Published originally in StorageReview.com
The containerization of development, testing and production operation’s workflows is revolutionizing IT management at all levels, whether for customer-facing or internal applications and services. Organizations gain development and time-to-deployment efficiencies by using microservice-based architectures built on containers and utilizing container orchestration frameworks such as Kubernetes.
The transition from classic IT to container-based approaches often originates from grass root efforts by DevOps teams or departments creating a prototype environment that other teams then replicate. While these teams do this to gain efficiency and flexibility, the result often is silos of DevOps clusters and thus either poor performance (not enough resources) or poor utilization (resources underutilized outside of peak demand hours).
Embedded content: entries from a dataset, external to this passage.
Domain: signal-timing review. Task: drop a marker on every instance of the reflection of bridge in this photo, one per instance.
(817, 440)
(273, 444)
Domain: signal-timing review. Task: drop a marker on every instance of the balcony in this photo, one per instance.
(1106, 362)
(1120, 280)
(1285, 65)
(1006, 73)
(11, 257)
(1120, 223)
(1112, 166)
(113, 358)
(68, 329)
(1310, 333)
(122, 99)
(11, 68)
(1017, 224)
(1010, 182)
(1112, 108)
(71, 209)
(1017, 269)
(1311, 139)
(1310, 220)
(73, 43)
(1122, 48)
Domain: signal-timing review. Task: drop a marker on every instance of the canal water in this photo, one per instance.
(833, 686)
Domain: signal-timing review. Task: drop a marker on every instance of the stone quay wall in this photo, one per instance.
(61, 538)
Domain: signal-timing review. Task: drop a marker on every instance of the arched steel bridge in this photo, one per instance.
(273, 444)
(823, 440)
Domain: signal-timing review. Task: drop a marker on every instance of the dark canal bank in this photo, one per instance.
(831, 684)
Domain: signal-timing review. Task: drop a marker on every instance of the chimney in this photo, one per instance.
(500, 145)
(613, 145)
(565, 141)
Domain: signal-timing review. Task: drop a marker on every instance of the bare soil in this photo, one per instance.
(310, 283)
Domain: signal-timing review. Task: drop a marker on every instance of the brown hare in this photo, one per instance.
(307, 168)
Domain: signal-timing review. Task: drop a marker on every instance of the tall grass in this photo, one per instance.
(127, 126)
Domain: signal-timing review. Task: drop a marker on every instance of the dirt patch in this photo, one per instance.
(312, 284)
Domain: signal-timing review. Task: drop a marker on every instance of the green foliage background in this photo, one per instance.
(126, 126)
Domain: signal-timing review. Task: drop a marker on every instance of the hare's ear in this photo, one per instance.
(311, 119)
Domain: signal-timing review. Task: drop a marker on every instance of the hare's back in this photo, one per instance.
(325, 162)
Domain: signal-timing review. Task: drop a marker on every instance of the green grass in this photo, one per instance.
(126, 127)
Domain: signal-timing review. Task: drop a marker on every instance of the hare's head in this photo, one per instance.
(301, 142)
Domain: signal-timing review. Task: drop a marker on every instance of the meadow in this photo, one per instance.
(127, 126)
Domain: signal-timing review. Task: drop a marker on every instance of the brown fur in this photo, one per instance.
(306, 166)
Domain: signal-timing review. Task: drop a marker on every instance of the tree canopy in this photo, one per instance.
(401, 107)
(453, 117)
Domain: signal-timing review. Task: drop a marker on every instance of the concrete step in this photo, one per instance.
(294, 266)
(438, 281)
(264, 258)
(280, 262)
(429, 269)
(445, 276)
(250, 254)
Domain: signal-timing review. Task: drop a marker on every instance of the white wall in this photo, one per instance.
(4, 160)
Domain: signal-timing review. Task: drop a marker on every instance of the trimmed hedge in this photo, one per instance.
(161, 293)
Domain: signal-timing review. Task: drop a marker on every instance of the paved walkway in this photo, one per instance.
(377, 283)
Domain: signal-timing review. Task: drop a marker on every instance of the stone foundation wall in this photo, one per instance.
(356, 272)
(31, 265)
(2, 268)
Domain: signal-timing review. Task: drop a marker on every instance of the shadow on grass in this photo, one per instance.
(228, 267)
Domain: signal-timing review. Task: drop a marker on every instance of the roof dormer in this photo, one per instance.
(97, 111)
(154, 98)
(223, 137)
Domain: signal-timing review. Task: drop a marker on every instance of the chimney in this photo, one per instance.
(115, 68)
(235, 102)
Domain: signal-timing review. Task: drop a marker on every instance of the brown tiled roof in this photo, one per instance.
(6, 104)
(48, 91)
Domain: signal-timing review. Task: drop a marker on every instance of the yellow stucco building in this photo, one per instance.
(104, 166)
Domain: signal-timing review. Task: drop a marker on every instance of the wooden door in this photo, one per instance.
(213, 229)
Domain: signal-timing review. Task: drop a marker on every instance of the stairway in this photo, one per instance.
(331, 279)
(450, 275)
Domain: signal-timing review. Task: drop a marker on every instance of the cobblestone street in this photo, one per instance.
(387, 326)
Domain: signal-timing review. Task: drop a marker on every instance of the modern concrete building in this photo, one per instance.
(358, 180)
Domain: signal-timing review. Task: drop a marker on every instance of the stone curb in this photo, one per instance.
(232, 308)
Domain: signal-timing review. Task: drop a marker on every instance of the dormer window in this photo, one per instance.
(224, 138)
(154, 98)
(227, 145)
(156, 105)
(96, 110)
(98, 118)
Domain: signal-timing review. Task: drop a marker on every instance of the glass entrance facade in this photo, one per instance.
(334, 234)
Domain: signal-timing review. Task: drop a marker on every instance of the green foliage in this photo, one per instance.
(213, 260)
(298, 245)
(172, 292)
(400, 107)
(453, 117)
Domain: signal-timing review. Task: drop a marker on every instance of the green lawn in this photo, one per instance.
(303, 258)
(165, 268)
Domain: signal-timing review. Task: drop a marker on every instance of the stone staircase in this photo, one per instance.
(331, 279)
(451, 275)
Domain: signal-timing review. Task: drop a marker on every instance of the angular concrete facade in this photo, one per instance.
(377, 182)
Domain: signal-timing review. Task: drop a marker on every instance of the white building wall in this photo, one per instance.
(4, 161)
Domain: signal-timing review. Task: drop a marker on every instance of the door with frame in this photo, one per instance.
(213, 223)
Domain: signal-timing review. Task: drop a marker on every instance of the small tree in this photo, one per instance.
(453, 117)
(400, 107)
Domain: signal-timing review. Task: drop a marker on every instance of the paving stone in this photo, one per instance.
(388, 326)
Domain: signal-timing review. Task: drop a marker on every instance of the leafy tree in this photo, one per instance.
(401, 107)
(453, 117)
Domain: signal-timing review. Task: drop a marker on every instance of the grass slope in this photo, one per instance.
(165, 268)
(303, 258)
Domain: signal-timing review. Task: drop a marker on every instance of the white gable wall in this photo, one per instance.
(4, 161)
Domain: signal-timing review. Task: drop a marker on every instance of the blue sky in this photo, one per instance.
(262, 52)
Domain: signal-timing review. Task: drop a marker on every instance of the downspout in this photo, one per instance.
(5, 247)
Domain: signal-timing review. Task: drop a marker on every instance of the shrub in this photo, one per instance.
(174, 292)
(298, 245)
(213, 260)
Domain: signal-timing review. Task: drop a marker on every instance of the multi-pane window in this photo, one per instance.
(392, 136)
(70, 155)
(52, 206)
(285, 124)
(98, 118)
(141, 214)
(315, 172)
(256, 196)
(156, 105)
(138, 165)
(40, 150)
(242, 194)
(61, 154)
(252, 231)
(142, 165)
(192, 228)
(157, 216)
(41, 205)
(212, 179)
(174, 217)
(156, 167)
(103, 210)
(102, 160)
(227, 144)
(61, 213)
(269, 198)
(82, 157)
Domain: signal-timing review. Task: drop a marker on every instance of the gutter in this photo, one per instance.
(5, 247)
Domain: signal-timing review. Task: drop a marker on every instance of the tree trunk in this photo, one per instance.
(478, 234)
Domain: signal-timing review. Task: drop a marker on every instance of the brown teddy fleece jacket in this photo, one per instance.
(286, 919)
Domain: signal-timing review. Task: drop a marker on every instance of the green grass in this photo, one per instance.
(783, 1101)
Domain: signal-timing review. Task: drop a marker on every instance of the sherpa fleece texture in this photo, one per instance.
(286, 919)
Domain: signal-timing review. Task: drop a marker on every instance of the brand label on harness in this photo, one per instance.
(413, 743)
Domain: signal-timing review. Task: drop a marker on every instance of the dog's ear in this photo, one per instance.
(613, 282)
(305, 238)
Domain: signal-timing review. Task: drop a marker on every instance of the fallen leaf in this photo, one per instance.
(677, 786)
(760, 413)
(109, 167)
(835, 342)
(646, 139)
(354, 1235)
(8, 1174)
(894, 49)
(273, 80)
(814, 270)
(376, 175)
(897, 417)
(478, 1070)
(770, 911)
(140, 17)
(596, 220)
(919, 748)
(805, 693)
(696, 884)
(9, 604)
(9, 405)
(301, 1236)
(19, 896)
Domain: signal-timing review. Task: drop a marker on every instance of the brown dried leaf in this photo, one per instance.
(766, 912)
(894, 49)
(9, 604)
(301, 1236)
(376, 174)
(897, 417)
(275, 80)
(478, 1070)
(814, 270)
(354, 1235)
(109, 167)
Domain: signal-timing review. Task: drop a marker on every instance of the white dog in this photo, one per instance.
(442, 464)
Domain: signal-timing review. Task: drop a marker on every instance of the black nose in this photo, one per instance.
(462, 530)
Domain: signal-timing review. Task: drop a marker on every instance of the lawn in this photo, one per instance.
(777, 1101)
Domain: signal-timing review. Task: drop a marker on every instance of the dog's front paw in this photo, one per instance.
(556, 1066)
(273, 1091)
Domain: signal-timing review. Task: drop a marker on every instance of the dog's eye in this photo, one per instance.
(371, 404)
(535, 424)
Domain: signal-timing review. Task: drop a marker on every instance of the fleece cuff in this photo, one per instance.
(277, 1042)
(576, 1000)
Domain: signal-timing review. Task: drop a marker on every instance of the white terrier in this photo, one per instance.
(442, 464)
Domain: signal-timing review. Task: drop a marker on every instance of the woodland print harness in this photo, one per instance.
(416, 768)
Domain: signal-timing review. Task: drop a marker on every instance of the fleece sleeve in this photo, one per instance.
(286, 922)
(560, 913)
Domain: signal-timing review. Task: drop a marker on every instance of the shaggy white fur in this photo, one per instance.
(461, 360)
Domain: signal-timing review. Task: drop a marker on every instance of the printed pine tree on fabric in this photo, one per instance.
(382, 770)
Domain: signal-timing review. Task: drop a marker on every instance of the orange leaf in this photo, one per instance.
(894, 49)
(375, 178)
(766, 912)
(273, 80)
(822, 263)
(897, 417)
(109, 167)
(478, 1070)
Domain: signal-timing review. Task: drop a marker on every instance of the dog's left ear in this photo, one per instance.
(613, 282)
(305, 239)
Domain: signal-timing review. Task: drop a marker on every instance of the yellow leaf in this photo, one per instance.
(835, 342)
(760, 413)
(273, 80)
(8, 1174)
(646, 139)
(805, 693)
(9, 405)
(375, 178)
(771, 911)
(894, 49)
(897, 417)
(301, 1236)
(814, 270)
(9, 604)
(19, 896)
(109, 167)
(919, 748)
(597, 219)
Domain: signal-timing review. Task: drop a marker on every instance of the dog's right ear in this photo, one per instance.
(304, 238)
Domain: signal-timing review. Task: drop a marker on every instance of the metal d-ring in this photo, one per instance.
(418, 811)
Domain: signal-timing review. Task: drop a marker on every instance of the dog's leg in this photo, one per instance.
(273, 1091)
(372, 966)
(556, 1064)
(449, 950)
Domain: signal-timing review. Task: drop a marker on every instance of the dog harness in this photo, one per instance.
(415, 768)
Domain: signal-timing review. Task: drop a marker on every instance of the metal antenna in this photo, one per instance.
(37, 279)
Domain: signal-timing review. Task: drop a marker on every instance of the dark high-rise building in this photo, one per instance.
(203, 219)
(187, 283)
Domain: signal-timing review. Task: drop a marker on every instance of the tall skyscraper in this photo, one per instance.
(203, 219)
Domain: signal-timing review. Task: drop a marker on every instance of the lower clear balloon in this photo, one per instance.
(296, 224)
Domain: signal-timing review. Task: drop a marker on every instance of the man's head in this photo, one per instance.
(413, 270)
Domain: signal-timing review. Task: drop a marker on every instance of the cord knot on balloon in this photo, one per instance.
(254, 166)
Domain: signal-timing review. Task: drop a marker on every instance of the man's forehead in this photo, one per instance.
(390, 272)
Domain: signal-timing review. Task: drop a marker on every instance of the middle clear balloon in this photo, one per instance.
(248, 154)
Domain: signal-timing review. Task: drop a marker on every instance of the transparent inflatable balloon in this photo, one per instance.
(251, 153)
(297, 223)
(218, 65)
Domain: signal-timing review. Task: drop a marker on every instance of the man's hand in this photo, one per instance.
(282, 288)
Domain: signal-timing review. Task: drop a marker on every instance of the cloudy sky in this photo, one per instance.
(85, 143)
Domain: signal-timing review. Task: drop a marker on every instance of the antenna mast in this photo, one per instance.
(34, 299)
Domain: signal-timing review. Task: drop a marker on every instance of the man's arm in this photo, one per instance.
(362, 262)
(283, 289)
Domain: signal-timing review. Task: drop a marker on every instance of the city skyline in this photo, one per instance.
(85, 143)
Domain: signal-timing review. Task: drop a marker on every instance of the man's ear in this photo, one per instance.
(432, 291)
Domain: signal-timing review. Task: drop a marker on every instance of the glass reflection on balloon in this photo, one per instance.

Usually it is both; while one team is “under water” with their resource demand and supply, other teams may have lots of idle cycles available. Worse, teams often overprovision and then the costs are huge. Industry standards for cluster utilization often are in the 20% range.
Consolidating clusters (or cloud accounts, for that matter) from many into fewer, ideally into just one, and sharing the resources across teams and use cases is the recipe to drive up performance and output while reducing costs. Consolidation and sharing really allows you to do more with less – if you can share effectively, automatically and fairly.
Current container orchestration frameworks such as Kubernetes, Docker Swarm or Mesos do not allow you to accomplish that out of the box, however. Kubernetes and Swarm provide simplistic workload distribution schemes such as ‘spread’ (round-robin), ‘pack’ or ‘random’ and otherwise require you to segment cluster resources manually via concepts like namespaces or labels. In Mesos different types of workloads (e.g. Spark, Hadoop or services under Marathon) bring their own scheduler that might or might not offer some resource sharing policies (with its own logic and configuration) but the workloads will fight each other for resource access and there is no overarching policy system that understands what the most important workloads are for a business and how to meet its needs while not overcommitting resources to it.
For non-trivial resource sharing use cases, each of these systems will require a lot manual intervention and will still either require overprovisioning or suffer from performance impacts caused by resource conflicts.
What is truly needed for being able to share a resource pool across organizations and arbitrary types of (containerized but also non-containerized) workloads is an advanced policy system that understands workload characteristics and business priorities so that it can automate decision making on resource allocation and re-allocate resources on demand when the boundary conditions or demands change.
Navops Command is a currently quite unique example for such a capability. It augments Kubernetes and adds sophisticated, dynamic and demand driven policies that automate decision-making on the prioritization of workloads and on resource consumption at any given point in time. Compared to other container orchestration frameworks, Kubernetes provides the richest set of production strength capabilities to manage workloads reliably (such as automated controllers for replicas, jobs, deployments, workload admission, etc). With Navops Command on top of Kubernetes you can run software builds, automated tests and production deployments of several applications and service environments on the same cluster or cloud pool. The DevOps tasks and production services can come from multiple teams and have different importance that may very over the course of the day. Navops Command ensures that none of the related workloads get in the way of each other while performing as required at the same time.
Picture 1: Navops Command policy ‘Proportional Shares’ automating resource sharing across groups, projects and individuals
With Navops Command it is possible to attain cluster utilization rates of 80% and even higher. It delivers its benefits even within a single team when you run various tasks like build, test and operations, and it renders even more benefits when you share across teams.
Navops Command demonstrates what is required to effectively run microservice-based applications as well as other containerized workloads on a shared environment (on-premise or cloud). It is currently available for any type of Kubernetes distribution and can be evaluated easily as described here.
About the author
Fritz Ferstl is the currenty CTO and Business Development EMEA at Univa Corporation.
Fritz Ferstl brings 20 years of grid and cloud computing experience to Univa, and as the Chief Technology Officer he will help set technical vision while spearheading strategic alliances. Fritz, long regarded as the father of Grid Engine software and its forerunners Codine and GRD, ran the Grid Engine software business from within Sun Microsystems and Oracle for the past 10 years, taking it from an upstart technology to the most widely deployed workload management solution in some of the most challenging data center environments on the planet. Under Fritz’s leadership Grid Engine software was open sourced and has grown a vibrant community.